ID-to-3D: Expressive ID-guided 3D Heads via Score Distillation Sampling

Abstract

We propose ID-to-3D, a method to generate identity- and text-guided 3D human heads with disentangled expressions, starting from even a single casually captured in-the-wild image of a subject. The foundation of our approach is anchored in compositionality, alongside the use of task-specific 2D diffusion models as priors for optimization. First, we extend a foundational model with a lightweight expression-aware and ID-aware architecture, and create 2D priors for geometry and texture generation, via fine-tuning only 0.2% of its available training parameters. Then, we jointly leverage a neural parametric representation for the expressions of each subject and a multi-stage generation of highly detailed geometry and albedo texture. This combination of strong face identity embeddings and our neural representation enables accurate reconstruction of not only facial features but also accessories and hair and can be meshed to provide render-ready assets for gaming and telepresence. Our results achieve an unprecedented level of identity-consistent and high-quality texture and geometry generation, generalizing to a "world" of unseen 3D identities, without relying on large 3D captured datasets of human assets.

Overview

Our method deploys a novel human parametric expression model in tandem with specialized geometry and albedo guidance, not only to create intricately detailed head avatars with realistic textures but also to achieve strikingly ID-consistent results across a wide range of expressions, setting a new benchmark in comparison to existing SDS techniques.

Without having to rely on 3D captured datasets that are expensive to collect and typically biased, and without being constrained on a specific geometry template, our method can be employed by a broad range of subjects, with different features such as skin tone and hairstyle.

ID-consistent generation

Given an ID-embedding as input, ID-to-3D can generate high-quality 3D reprensentation of a subject with state-of-the-art ID retention.

Craig Robinson

Florence Pugh

Jason Mamoa

Mark Ruffalo

Timothee Chalamet

Reference

ID-conditioned examples for celebrities identities. Conditioning images parsed from BingImages

ID-conditioned examples for identities AI-generated or extracted from real selfies. From left to right: conditioning created starting from the test cases of the NHPM dataset, Stable-Diffusion model, Arc2Face model or taken from a small set of selfies.

Expressive ID-conditioned Generation

ID-to-3D creates a set of distinct and vivid expressions with robust ID consistency. It captures expressive fine grained details that convey a wide range of expressions.

Renderings and normal maps in camera coordinates. Identities are created using one set of selfies (top) without text conditioning and one set of AI generated images (bottom) paired with the text prompt "with short buzzcut hairstyle".

Renderings and normal maps in camera coordinates. Identities of celebrities : Will Smith, Anya Taylor Joy, and Kanye West.

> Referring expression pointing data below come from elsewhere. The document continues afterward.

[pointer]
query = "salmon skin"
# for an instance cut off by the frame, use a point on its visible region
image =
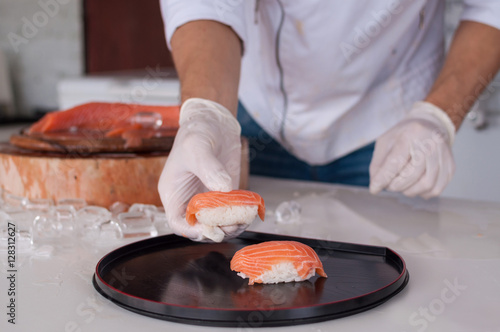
(258, 260)
(104, 117)
(215, 199)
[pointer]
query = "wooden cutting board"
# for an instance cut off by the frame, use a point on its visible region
(85, 142)
(100, 178)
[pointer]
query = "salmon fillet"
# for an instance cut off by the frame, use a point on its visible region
(104, 117)
(215, 199)
(255, 260)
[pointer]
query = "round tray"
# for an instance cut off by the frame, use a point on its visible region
(175, 279)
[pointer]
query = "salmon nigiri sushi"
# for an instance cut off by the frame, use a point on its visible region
(277, 261)
(215, 208)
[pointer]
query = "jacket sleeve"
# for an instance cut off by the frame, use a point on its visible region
(482, 11)
(178, 12)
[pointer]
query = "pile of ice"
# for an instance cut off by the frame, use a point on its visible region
(43, 221)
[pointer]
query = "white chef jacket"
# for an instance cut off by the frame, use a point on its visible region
(326, 77)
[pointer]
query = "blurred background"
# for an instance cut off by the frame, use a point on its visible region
(55, 54)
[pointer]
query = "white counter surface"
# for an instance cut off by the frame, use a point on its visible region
(451, 247)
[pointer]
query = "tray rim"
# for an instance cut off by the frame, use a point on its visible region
(399, 283)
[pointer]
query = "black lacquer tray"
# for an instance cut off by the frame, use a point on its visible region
(175, 279)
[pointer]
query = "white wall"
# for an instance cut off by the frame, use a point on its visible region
(43, 42)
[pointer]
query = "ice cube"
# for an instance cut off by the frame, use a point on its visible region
(22, 223)
(288, 212)
(148, 209)
(147, 119)
(14, 201)
(118, 207)
(46, 227)
(55, 226)
(136, 224)
(77, 203)
(160, 222)
(39, 204)
(89, 219)
(110, 231)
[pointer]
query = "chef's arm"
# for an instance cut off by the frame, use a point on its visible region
(207, 56)
(472, 62)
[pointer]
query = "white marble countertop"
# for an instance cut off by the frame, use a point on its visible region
(451, 247)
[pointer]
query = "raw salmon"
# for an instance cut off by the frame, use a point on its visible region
(218, 199)
(277, 261)
(104, 117)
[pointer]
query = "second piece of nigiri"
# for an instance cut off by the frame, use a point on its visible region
(277, 261)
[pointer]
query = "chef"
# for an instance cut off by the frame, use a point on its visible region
(353, 92)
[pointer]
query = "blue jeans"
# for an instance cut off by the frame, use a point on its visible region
(269, 158)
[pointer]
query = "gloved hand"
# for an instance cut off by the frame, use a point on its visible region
(206, 155)
(415, 157)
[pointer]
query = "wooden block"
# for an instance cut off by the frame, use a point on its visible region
(100, 179)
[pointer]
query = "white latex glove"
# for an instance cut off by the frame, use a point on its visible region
(414, 157)
(206, 155)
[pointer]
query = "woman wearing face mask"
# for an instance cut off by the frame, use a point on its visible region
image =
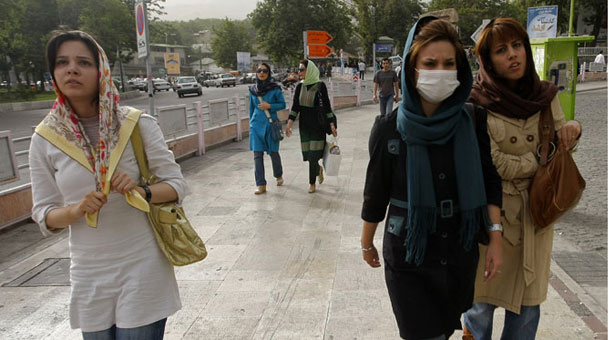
(311, 100)
(430, 164)
(265, 95)
(509, 88)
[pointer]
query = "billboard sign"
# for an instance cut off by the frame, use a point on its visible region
(542, 22)
(140, 19)
(171, 63)
(384, 48)
(243, 61)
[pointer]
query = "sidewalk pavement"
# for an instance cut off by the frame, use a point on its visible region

Comparisons with SDS methods

ID-to-3D sets a new state-of-the-art in the domain of SDS-based 3D face asset generation.

Comparisons with recent SDS methods under the same rendering and lighting conditions. We use text-to-human avatar generation methods (Human-Norm, TADA, DreamFace) and methods that leverage both text and images to create 3D assets (Magic123, DreamCraft3D).

ID-consistent text-based customization

ID-to-3D customize 3D objects with text-conditioning without altering the subject’s general identity.

3D heads generated using different identity conditioning and textual prompt.